Keputusan tersebut menjadi rujukan resmi bagi umat Islam di Indonesia untuk memulai puasa secara serentak.

Negara Asia Tenggara Serempak

Keputusan Indonesia ternyata sejalan dengan negara tetangga di kawasan Asia Tenggara. Malaysia, Brunei Darussalam, dan Singapura juga menetapkan awal Ramadan pada 19 Februari 2026. Kesamaan tanggal ini terjadi karena negara-negara tersebut menggunakan standar kriteria hilal yang sama dalam sistem penetapan kalender Hijriah regional.

Standar ini mempertimbangkan parameter astronomi seperti ketinggian bulan di atas horizon dan jarak sudut bulan dari matahari. Jika kriteria minimum belum tercapai, maka hilal dianggap belum mungkin terlihat. Akibatnya, bulan sebelumnya disempurnakan menjadi 30 hari.

Keseragaman ini membuat umat Islam di kawasan Asia Tenggara menjalankan ibadah Ramadan pada waktu yang sama, menciptakan kesatuan ritme ibadah di wilayah dengan populasi Muslim besar.

Amerika Utara Memulai Lebih Awal

Situasi berbeda terjadi di Amerika Serikat dan Kanada. Sebagian komunitas Muslim di sana, khususnya yang mengikuti Fiqh Council of North America (FCNA), memulai Ramadan pada Rabu, 18 Februari 2026. Organisasi ini menggunakan pendekatan astronomi global yang merujuk pada standar Dewan Fatwa dan Penelitian Eropa.

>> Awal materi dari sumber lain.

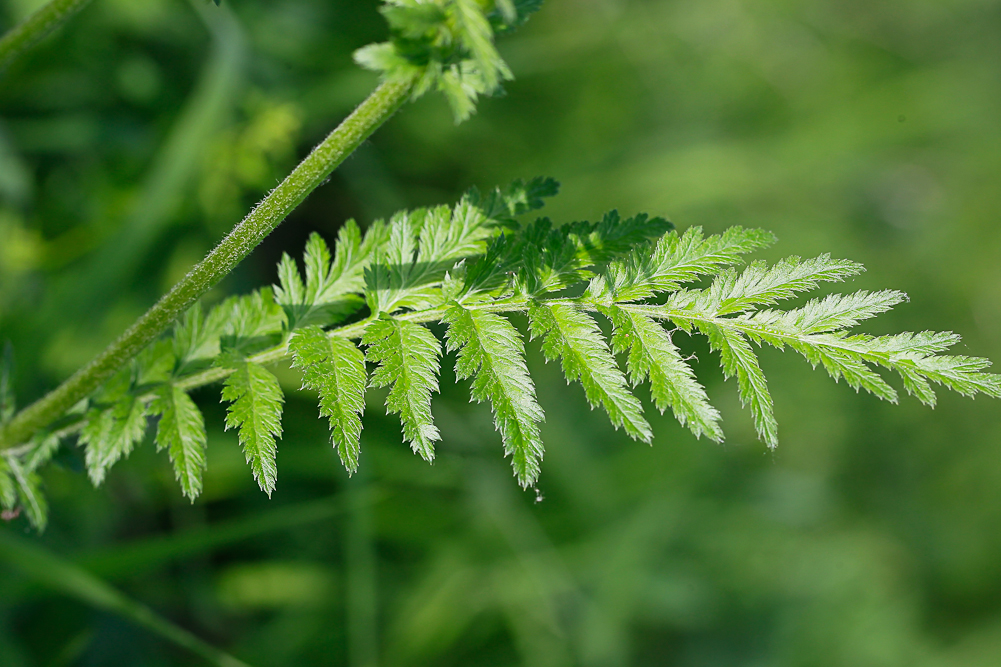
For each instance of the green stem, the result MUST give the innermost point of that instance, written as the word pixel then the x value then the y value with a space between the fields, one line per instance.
pixel 244 237
pixel 25 34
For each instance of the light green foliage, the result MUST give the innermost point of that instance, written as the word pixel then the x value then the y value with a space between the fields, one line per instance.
pixel 446 45
pixel 111 433
pixel 255 412
pixel 491 353
pixel 574 337
pixel 407 358
pixel 115 422
pixel 181 432
pixel 674 260
pixel 335 369
pixel 20 487
pixel 331 286
pixel 422 245
pixel 464 266
pixel 652 355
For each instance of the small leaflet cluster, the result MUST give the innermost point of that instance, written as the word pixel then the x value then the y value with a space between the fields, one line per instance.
pixel 446 45
pixel 355 317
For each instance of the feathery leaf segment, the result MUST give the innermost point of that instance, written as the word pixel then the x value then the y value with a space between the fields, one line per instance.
pixel 443 43
pixel 355 318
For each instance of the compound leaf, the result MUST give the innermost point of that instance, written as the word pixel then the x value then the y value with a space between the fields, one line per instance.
pixel 255 412
pixel 490 351
pixel 572 336
pixel 335 369
pixel 652 355
pixel 407 358
pixel 181 432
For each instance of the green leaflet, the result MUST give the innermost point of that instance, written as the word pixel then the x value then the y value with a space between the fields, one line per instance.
pixel 573 336
pixel 110 434
pixel 15 479
pixel 739 359
pixel 760 284
pixel 464 265
pixel 181 432
pixel 255 412
pixel 407 358
pixel 653 356
pixel 421 246
pixel 675 260
pixel 490 351
pixel 331 289
pixel 553 258
pixel 335 369
pixel 446 45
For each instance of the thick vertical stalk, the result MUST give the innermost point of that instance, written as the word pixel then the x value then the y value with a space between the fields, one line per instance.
pixel 244 237
pixel 25 34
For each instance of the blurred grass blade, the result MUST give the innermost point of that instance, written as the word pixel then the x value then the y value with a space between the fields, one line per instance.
pixel 7 402
pixel 53 572
pixel 145 555
pixel 169 179
pixel 28 32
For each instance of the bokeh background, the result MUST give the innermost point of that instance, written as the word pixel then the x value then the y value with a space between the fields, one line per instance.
pixel 135 136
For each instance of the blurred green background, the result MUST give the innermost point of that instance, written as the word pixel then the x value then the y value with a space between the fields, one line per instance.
pixel 135 136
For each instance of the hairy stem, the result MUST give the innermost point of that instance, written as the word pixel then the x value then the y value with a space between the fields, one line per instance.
pixel 244 237
pixel 28 32
pixel 353 330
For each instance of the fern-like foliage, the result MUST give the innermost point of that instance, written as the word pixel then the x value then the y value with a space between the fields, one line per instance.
pixel 446 45
pixel 355 317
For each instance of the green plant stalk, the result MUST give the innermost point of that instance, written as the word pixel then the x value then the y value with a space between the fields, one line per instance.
pixel 28 32
pixel 353 330
pixel 245 236
pixel 53 572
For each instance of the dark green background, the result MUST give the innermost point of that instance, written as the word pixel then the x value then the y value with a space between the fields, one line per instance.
pixel 132 139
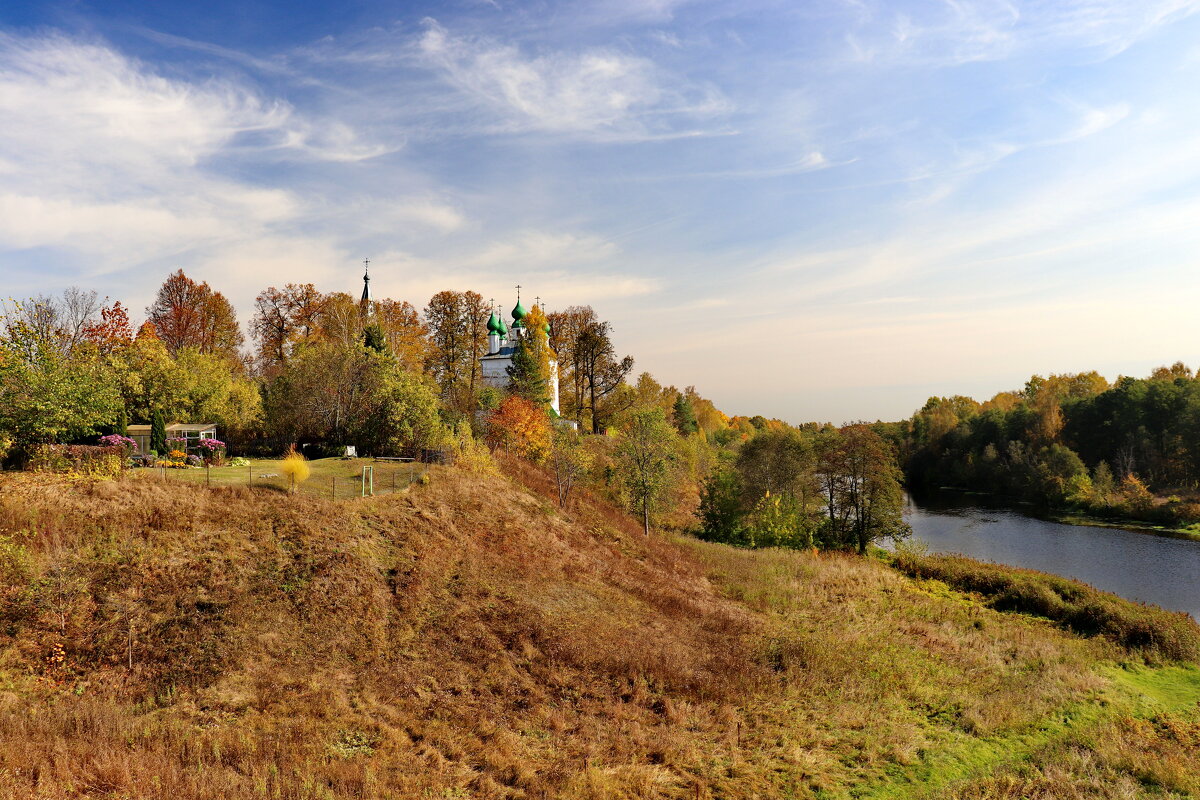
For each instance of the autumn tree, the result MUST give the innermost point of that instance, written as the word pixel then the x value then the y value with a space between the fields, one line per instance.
pixel 112 331
pixel 684 416
pixel 569 458
pixel 457 323
pixel 47 395
pixel 341 392
pixel 862 486
pixel 186 313
pixel 522 427
pixel 406 332
pixel 283 318
pixel 564 329
pixel 645 457
pixel 600 372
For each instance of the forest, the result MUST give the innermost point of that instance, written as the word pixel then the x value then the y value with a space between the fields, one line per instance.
pixel 322 371
pixel 1128 449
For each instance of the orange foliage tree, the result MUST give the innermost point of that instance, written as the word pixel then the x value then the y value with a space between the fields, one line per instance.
pixel 186 313
pixel 520 426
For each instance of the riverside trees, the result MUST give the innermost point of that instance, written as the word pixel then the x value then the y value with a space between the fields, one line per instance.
pixel 810 487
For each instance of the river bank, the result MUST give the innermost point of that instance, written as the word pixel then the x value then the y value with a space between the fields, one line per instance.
pixel 1157 569
pixel 1071 517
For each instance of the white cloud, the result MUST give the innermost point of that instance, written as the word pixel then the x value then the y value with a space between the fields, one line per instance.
pixel 963 31
pixel 599 91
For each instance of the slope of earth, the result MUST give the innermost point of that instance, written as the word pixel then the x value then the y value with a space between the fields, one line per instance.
pixel 467 638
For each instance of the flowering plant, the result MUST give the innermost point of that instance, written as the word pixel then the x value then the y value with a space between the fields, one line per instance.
pixel 118 440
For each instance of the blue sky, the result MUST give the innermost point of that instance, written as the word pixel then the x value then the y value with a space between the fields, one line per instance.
pixel 823 210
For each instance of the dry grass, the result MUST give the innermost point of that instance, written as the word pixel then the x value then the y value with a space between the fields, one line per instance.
pixel 469 639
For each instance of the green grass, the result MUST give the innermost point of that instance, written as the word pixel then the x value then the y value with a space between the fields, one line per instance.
pixel 330 477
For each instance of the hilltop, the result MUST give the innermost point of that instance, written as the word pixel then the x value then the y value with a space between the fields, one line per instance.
pixel 467 638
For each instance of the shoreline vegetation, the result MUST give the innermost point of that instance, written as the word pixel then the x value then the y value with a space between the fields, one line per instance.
pixel 161 638
pixel 1121 453
pixel 1075 517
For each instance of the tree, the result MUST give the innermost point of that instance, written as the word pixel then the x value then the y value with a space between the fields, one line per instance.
pixel 684 416
pixel 520 425
pixel 159 433
pixel 112 332
pixel 457 323
pixel 527 378
pixel 285 318
pixel 569 458
pixel 601 373
pixel 373 338
pixel 49 396
pixel 346 392
pixel 407 335
pixel 564 329
pixel 186 313
pixel 645 456
pixel 863 485
pixel 721 512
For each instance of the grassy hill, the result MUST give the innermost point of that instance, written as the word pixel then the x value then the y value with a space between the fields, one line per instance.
pixel 466 638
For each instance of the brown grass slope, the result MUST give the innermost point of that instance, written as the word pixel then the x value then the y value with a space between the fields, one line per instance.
pixel 467 639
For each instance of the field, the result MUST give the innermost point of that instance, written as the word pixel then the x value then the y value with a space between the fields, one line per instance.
pixel 330 477
pixel 468 638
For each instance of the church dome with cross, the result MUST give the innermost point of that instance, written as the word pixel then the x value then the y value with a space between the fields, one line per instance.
pixel 503 342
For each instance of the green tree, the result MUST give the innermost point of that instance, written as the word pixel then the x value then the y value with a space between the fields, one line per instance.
pixel 684 416
pixel 645 457
pixel 48 395
pixel 159 433
pixel 527 378
pixel 373 338
pixel 721 512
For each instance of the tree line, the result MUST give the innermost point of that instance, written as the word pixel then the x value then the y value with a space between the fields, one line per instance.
pixel 321 368
pixel 1129 447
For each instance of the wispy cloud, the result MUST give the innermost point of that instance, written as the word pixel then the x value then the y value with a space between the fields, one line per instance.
pixel 964 31
pixel 600 91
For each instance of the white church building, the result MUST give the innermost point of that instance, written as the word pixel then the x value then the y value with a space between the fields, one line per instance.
pixel 502 344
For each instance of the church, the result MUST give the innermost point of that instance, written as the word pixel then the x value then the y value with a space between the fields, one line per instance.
pixel 502 344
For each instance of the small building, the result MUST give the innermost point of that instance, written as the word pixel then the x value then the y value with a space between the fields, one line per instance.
pixel 190 431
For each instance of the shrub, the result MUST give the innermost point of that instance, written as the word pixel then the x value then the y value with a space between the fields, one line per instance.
pixel 1146 630
pixel 295 467
pixel 93 461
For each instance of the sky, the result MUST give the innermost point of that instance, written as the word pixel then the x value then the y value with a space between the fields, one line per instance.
pixel 823 210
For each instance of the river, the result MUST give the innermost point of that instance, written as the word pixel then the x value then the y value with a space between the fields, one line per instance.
pixel 1147 567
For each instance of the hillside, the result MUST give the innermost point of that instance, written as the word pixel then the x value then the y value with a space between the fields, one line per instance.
pixel 468 639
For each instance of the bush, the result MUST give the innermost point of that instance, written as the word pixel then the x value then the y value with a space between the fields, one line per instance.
pixel 1146 630
pixel 93 461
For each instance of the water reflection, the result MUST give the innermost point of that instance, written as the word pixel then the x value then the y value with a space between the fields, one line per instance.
pixel 1159 570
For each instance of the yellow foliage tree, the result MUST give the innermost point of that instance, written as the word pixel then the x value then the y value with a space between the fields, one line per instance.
pixel 522 426
pixel 297 468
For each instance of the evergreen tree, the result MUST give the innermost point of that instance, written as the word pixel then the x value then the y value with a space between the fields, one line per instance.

Dalam metode tersebut, awal bulan ditentukan berdasarkan perhitungan posisi bulan secara matematis. Jika parameter astronomi tertentu terpenuhi, maka bulan baru dianggap telah dimulai, meskipun hilal belum diamati langsung di wilayah setempat. Berdasarkan kriteria ini, bulan sabit dinilai sudah memenuhi syarat pada 18 Februari.

FCNA juga memproyeksikan bahwa Hari Raya Idul Fitri kemungkinan jatuh pada Jumat, 20 Maret 2026, berdasarkan kalkulasi kalender lunar internasional.

Arab Saudi Juga Mulai 18 Februari

Arab Saudi, yang menjadi pusat spiritual umat Islam dunia, turut menetapkan awal Ramadan pada 18 Februari 2026. Otoritas setempat menyatakan hilal berhasil diamati di wilayah kerajaan. Dalam sistem yang digunakan di sana, kesaksian pengamatan langsung memiliki peran penting dalam menentukan awal bulan Hijriah.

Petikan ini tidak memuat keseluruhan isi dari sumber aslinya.